Why pan biscuits?
In preparing my dinner meal plan for a backpacking outing to Big Basin state park with the scouts, I wanted to offer a little more than a one pot stew (which turned into Jambalaya) for us “geezers”. Pan biscuits seemed like a decent addition.
Remember, every pan used is one you have to clean (means wash and rinse water). At our campsite we had to go a little over a tenth of a mile down to the water source and pump and then haul every bit of it (a pints a pound the world around) back UP the hill and at the end of a day’s hike it seemed more like 2 or 3 pounds per pint…
As a scout over four decades ago, I remember the disbelief and thrill of making biscuits on a stick that was suspended above the fire and rotated to allow all sides to take their turn in the flame to cook.

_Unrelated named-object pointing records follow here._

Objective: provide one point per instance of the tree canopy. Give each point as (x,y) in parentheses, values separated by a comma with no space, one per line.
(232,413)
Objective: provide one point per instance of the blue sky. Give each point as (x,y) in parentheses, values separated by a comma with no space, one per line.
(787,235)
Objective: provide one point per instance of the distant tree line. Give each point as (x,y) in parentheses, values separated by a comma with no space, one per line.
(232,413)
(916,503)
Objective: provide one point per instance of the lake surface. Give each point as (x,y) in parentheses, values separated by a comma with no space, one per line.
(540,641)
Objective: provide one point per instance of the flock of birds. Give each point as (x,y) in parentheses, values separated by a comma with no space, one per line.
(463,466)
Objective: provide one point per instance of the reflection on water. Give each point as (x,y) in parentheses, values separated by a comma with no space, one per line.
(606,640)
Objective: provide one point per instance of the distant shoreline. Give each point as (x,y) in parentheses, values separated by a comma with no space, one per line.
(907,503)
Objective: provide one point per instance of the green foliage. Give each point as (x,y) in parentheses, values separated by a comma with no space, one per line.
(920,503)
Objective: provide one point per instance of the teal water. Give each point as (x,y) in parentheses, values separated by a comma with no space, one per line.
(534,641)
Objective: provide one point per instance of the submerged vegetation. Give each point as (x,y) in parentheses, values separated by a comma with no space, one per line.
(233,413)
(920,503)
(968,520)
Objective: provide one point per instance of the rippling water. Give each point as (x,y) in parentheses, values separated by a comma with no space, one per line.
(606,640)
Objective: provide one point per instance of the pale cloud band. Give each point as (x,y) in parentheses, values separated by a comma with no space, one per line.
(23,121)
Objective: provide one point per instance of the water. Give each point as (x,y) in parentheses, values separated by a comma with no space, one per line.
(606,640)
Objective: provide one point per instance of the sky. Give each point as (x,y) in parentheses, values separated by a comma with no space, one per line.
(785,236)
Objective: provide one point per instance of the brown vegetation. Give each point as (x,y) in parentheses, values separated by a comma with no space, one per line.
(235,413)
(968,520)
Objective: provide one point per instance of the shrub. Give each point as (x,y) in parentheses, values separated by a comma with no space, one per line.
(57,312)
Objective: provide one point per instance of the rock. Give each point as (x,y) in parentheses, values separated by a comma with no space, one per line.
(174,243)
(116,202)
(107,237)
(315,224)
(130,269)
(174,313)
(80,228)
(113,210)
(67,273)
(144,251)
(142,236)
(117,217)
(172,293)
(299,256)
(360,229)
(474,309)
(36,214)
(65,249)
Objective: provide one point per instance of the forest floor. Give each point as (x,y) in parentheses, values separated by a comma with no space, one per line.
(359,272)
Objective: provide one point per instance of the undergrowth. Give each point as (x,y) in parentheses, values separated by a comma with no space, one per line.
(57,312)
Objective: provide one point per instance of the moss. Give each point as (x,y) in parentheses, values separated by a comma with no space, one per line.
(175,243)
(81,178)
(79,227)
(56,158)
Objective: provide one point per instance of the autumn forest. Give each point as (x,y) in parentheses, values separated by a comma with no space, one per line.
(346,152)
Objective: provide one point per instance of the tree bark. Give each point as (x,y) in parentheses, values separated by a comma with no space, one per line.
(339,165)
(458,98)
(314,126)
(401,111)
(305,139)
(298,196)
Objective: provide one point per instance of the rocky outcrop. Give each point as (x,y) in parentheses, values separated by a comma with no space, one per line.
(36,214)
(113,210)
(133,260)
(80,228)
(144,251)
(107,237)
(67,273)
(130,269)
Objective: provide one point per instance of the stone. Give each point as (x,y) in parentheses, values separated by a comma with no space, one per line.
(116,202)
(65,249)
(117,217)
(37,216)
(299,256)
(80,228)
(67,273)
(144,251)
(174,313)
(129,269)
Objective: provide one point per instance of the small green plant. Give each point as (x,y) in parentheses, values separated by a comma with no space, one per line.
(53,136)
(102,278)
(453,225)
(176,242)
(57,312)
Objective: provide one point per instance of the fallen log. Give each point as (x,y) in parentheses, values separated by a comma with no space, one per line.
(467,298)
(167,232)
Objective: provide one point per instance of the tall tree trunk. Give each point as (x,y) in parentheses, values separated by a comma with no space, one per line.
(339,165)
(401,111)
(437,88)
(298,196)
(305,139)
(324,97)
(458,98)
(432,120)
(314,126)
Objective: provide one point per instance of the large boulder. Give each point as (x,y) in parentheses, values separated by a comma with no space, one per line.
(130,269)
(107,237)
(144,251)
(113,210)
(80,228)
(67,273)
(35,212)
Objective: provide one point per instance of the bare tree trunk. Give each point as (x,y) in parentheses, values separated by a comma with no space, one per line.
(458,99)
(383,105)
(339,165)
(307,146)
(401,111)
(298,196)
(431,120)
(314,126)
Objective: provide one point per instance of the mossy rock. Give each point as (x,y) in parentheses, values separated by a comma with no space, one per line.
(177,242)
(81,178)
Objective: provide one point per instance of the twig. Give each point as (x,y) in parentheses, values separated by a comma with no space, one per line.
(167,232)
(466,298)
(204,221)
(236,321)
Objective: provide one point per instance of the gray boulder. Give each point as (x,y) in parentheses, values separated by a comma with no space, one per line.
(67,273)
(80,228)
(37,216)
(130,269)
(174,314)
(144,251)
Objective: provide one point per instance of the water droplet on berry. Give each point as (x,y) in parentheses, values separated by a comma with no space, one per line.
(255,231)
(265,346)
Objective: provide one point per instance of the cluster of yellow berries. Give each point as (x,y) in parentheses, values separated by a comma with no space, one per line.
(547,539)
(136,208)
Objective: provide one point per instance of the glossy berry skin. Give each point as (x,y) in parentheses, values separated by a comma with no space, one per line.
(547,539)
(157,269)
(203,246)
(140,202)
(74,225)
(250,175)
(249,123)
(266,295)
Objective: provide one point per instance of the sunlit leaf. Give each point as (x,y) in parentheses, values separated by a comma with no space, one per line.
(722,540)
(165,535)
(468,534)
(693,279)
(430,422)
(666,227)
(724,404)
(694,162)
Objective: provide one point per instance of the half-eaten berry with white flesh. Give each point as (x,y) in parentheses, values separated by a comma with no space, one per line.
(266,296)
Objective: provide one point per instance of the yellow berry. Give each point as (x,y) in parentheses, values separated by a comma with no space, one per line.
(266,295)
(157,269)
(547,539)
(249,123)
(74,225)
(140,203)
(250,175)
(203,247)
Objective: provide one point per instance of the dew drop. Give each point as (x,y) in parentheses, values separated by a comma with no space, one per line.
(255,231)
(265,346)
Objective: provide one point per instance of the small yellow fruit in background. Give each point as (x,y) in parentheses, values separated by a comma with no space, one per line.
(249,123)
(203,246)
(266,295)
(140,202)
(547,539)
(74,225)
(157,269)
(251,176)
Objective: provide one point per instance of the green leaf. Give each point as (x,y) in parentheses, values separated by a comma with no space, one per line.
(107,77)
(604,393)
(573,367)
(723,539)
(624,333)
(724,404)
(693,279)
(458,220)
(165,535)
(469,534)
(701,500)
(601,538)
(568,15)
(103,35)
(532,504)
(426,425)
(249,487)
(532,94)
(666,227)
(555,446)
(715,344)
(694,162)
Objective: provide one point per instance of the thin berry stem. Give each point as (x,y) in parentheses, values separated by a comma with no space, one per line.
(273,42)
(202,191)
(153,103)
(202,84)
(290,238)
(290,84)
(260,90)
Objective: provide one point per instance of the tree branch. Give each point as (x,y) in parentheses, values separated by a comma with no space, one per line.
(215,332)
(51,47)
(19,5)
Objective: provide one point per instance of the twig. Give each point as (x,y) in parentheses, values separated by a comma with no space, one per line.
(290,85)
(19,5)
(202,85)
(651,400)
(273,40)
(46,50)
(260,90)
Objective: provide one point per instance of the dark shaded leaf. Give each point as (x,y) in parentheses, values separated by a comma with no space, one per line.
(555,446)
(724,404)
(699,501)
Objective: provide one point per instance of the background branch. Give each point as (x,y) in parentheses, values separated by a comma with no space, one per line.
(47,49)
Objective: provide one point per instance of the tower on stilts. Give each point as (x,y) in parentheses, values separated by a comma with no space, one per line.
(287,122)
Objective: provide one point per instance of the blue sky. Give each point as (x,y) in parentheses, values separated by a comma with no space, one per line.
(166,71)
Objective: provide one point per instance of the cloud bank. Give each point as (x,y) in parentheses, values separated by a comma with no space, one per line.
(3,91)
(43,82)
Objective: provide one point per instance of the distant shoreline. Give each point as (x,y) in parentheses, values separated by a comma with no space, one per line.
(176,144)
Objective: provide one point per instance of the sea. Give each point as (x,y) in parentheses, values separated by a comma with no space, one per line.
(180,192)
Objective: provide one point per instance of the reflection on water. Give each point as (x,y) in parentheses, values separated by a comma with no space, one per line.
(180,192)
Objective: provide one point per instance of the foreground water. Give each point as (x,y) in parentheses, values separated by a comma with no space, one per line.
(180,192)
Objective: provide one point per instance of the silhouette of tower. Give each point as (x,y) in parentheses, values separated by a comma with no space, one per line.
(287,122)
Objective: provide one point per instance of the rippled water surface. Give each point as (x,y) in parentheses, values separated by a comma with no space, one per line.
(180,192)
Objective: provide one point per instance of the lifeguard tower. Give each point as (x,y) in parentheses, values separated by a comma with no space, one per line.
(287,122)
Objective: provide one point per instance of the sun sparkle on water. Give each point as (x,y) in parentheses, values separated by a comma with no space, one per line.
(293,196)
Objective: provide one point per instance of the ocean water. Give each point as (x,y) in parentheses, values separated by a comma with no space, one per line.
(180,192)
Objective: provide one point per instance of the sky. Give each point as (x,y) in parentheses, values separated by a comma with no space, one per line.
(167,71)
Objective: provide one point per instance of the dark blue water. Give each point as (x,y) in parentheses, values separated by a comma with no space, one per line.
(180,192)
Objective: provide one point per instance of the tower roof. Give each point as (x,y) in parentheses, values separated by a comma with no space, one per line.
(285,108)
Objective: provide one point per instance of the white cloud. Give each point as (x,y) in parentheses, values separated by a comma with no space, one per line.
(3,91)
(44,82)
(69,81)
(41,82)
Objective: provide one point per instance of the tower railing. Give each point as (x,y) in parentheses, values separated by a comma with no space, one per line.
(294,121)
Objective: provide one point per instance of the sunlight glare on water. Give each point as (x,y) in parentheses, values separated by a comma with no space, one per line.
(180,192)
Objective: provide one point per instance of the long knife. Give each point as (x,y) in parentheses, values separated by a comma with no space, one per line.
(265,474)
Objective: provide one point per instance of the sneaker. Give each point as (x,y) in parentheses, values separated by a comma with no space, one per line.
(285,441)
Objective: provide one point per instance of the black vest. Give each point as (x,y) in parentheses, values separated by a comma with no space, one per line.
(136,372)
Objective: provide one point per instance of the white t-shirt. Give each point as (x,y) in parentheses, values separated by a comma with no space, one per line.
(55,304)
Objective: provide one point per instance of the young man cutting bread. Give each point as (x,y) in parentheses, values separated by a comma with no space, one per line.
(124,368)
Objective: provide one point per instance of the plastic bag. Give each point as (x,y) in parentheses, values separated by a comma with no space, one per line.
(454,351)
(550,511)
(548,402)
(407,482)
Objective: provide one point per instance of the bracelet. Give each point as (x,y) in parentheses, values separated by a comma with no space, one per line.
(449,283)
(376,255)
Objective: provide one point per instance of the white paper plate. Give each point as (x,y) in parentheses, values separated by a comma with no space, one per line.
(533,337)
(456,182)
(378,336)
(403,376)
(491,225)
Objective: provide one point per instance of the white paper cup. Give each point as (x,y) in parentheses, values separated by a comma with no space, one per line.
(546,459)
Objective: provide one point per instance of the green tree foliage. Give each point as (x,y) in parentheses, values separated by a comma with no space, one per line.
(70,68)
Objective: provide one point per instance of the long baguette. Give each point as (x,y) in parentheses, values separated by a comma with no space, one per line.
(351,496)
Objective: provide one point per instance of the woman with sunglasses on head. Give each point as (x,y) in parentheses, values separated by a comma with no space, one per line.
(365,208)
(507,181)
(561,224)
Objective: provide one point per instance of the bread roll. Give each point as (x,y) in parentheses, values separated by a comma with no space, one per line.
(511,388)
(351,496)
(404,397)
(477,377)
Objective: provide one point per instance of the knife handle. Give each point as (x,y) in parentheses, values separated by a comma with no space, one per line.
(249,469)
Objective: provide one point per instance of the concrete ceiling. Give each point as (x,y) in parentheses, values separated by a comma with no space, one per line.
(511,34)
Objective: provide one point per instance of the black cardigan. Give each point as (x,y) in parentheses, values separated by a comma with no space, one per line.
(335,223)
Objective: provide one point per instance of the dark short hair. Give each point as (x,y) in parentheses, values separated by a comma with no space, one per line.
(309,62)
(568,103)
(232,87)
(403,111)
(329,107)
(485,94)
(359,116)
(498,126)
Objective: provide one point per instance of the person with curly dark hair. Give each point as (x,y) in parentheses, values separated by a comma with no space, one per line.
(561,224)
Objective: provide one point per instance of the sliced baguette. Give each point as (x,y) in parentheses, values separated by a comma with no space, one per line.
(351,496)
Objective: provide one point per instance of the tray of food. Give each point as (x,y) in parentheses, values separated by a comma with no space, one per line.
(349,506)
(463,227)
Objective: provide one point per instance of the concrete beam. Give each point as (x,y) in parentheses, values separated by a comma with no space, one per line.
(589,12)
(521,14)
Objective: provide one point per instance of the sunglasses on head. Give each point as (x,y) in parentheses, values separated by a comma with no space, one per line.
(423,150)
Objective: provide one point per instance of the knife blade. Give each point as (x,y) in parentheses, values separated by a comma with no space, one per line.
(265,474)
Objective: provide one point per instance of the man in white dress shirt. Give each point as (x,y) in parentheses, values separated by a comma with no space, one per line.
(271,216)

Given our location, the multi-year drought in California, and a recently erupted wildfire near us, open fires are out of the question. It was camp stove or nothing for cooking our meals.
I’ve heard about pan biscuits but never experienced them myself. So I read up a bit on the technique and crossed my fingers. Not wanting to reinvent the wheel, I elected to use a recipe from the back of the Bisquick® box. I used the cheesy biscuit recipe, with some slight modifications for my camp pan biscuits.
Pan biscuit recipe
The recipe called for making a garlic powder and butter glaze or wash to go on the biscuits as they came out of the oven. Again, I didn’t want to dirty, especially with greasy melted butter, another pan. So I elected to incorporate the garlic powder into the biscuits and bring the butter to apply to the biscuit as each person preferred. So here’s the recipe for backpacking pan biscuits:
- Bisquick® 2 cups
- powdered milk 0.5 ounces (by weight)
- 5 oz water
- 1/8 tsp garlic powder
- Shredded cheddar cheese (2 ounces)
- mix it all together in a 1 quart plastic freezer bag
on the outside write 5 ounces of water. This will make 8 or 9 biscuits.
The recipe for powdered milk is pretty simple 10%, by weight, powder and 90% water. The recipe for the 2/3 cup of milk should have been 0.53 ounces of powder and 4.8 ounces of water. I came as close as I could given that I was going to be in the woods.
Everything is mixed in the bag. I put in all the dry and mixed that really well and then added the cheese mixing it really well. Remove any excess air from the bag and then it went in the refrigerator (because of the cheese and likely overkill) until we got ready to leave. Hint, pan biscuits are easy to do ahead and in camp.
In Camp Preparation:
Add the 5 oz. water directly to the bag seal it back up and mix by hand through the plastic. Take your time, it should be a fairly stiff dough. Everything should be mixed together, not clumpy. Pay attention to the corners.
Heat the frying pan on a SIMMERING flame. (I love my MSR Dragonfly®) My frying pan is non-stick so I probably don’t need to add any oil, but I added about 1/2 TBL. Once hot, add the pan biscuit dough. Do this by snipping a corner off of the bag to make a piping bag and pipe them into the pan. Given the consistency and texture it was more like “pooping” them into the pan. Cover and let them cook for 4-6 minutes. Remove the lid, if they are firm enough, flip them over and re-cover the pot. Again wait 4-6 minutes.
They’re not unlike pancakes, but much thicker. That’s the reason you need a slower flame. If it was hot like for pancakes, the camp biscuits would burn before cooking through. A couple of the larger, oddly shaped (think trapezoidal pyramids) biscuits had to be turned on edge for a couple of minutes to complete.
Place the completed camp biscuits on a piece of aluminum foil and close. Continue the process until the batter is used up. Arrange the biscuits in the foil in roughly the same size as the lid for your cook put. They can sit on top of the pot, or the lid, to stay warm if you’re not going to indulge right away. Enjoy!
P.S. don’t forget the butter 😉
Please let me know how your camp pan biscuits turn out and where you made them. The general consensus was that the camp pan biscuits were a “do-over.”